Audio Newsletter 002

Dream Catchers for Kelly

Time passes by so quickly but there are times when we can slow it down. It’s wonderful to find ways other writers describe the unconscious. – Elizabeth

Over the holidays, I watched the 2017 movie, “The Man Who Invented Christmas.” It gave me a fresh appreciation for Charles Dickens, the man, and what must have been a whirlwind in his mind.


We are continuing talks about how other people work with the power of the unconscious and the heart’s mind. This time, I share a thought that worked for Kelly.

Like most people, Kelly wanted an example of how she could actually catch her unconscious thoughts because they flitter through the mind so quickly. I came upon a quote by Charles Dickens that seemed to help.

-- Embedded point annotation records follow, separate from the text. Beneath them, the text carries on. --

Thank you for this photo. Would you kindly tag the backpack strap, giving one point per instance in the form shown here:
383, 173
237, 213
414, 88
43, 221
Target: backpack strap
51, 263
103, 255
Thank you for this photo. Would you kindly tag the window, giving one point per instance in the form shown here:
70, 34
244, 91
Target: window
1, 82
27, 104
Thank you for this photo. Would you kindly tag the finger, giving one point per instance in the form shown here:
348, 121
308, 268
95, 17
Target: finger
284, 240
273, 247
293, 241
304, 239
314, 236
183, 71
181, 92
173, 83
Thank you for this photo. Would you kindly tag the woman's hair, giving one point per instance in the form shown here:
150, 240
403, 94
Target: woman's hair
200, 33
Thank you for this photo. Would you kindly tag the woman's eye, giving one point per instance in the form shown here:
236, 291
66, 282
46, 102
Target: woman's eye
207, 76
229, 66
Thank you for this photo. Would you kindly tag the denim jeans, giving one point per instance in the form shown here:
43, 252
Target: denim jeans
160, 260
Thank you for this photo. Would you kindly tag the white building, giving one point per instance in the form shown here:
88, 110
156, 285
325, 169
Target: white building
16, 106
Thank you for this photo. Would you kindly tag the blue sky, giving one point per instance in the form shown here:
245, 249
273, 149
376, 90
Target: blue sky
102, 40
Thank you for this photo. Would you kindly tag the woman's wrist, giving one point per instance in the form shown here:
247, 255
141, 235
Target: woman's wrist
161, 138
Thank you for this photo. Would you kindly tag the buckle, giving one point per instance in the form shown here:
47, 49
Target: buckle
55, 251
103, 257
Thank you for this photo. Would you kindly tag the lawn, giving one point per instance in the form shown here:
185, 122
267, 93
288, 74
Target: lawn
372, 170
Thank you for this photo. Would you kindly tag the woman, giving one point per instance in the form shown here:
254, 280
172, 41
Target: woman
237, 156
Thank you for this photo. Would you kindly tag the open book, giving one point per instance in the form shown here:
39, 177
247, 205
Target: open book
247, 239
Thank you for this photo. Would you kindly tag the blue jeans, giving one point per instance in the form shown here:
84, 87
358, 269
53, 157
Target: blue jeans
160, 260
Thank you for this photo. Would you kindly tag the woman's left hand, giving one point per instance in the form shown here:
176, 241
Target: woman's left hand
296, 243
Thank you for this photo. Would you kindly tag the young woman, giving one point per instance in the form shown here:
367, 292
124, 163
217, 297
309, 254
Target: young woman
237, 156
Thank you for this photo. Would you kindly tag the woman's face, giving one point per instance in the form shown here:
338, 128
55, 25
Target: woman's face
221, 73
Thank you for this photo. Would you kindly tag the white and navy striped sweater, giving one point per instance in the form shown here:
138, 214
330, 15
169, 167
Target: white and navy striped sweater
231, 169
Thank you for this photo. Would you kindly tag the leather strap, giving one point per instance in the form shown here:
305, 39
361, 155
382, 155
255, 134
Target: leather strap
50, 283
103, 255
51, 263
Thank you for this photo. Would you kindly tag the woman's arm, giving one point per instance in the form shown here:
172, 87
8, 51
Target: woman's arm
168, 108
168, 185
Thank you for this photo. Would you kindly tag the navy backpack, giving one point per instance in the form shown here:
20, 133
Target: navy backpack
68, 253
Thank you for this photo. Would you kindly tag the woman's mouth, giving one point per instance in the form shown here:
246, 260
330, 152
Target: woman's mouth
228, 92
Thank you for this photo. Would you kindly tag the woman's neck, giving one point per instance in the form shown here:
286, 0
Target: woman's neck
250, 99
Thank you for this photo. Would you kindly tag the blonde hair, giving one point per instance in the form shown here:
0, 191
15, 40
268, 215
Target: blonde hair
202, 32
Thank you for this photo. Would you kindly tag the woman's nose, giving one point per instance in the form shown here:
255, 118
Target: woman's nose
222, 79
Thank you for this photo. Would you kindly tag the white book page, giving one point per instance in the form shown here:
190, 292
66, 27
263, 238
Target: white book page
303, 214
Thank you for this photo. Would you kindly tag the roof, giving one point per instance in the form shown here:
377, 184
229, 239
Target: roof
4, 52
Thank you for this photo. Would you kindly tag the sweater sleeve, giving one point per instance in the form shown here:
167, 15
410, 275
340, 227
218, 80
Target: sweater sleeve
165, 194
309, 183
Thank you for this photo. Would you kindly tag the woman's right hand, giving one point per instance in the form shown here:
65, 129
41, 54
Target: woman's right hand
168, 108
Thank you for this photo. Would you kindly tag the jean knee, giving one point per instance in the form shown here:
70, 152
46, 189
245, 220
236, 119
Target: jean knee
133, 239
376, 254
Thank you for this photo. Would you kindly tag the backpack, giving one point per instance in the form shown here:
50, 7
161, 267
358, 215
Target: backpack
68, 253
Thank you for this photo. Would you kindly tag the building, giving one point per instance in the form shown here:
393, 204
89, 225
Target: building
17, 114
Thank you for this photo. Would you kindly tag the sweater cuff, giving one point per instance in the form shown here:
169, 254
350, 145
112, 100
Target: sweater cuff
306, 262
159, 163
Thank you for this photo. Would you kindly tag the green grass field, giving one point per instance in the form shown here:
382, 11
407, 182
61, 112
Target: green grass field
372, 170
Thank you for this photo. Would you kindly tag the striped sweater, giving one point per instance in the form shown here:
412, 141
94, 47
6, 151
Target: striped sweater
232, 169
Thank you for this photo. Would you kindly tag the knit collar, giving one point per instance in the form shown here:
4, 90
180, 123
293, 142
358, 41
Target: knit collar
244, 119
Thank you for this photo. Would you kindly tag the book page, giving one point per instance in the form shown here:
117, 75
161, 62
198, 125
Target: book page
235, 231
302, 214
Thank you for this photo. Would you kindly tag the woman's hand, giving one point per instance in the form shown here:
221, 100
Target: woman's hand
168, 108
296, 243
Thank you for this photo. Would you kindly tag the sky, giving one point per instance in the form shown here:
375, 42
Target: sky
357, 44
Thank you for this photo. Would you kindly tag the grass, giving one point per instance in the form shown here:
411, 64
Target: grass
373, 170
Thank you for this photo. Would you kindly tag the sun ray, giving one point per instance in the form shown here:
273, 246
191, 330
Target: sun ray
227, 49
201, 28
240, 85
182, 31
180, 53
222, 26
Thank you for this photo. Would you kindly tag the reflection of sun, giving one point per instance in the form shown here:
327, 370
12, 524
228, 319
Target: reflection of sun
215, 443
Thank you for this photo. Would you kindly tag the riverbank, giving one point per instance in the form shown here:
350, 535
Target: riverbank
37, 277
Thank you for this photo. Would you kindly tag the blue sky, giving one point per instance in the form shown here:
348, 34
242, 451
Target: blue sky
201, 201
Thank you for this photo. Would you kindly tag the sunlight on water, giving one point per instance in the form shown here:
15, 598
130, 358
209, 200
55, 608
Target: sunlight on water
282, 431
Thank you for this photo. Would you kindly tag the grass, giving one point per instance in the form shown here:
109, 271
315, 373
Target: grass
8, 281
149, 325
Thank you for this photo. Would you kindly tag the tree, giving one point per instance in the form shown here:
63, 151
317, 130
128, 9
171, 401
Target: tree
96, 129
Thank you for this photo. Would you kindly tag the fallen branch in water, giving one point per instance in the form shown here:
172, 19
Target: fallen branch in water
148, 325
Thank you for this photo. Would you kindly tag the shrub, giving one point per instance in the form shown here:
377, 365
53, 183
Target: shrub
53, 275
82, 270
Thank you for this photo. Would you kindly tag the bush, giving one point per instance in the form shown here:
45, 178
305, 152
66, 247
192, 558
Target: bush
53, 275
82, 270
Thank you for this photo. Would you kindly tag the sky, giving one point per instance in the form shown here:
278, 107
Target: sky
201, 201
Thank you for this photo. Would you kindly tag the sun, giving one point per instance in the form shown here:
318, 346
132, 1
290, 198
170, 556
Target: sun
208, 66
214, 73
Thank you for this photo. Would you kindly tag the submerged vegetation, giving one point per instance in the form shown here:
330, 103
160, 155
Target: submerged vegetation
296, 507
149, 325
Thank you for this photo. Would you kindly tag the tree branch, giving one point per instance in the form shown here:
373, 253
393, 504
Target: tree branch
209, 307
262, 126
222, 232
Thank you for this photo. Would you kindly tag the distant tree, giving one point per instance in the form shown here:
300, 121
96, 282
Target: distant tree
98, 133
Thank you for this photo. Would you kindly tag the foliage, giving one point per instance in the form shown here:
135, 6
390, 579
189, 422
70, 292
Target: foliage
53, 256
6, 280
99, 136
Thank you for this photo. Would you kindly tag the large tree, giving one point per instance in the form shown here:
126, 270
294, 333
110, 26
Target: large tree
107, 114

In Oliver Twist, there’s a scene where Oliver is waking slowly, still drowsy. Dickens makes the observation that at such times, we know just enough of what the mind is doing to form “…a glimmering conception of its mighty powers.” He says that the mind leaps away from earth, sheds time and space, and is freed from the restraint of its “associate,” the body.

So there are ways that you can capture the unconscious. What is showing up in the physical is just a hint of what time, space, and the body hold, more than our conscious minds can box up. 

We’re busy making something tangible: being successful, raising a family, holding down a job, being entertained, and doing things that make life rich. When life is interrupted, we’re forced to take a look at our lives as a whole, and maybe reflect on how things came about, up to that critical point. The path of the unconscious is the sequence up to the pointwhen life is interrupted. 

When we find that other people are participating in something that we have been blessed with, enjoyed, recovered from, we realize there is more to what happens in our lives than what benefits us. It goes beyond us and toward others and becomes something that is integrated into the lives of people around us. That’s why it becomes an ultimate good that is permanent.

Most of us look outside of ourselves and work forward. I looked backward from an emotional reaction to see what brought me to the point of expressing emotion. When something caught my attention or struck me as an unexpected thing, I had an emotional reaction that registered in my mind. I didn’t necessarily know what that reaction was, or what it was connected to. So I would trace back to where that emotion was triggered in the event, and then inside the event, I was able to determine a specific point in a conversation, or something I saw, or whatever, that was actually the root of that emotional response.

We imagine long before we take action; we feel in the heart long before we express emotion. The heart’s mind is that part of us that stays true to our unique identity.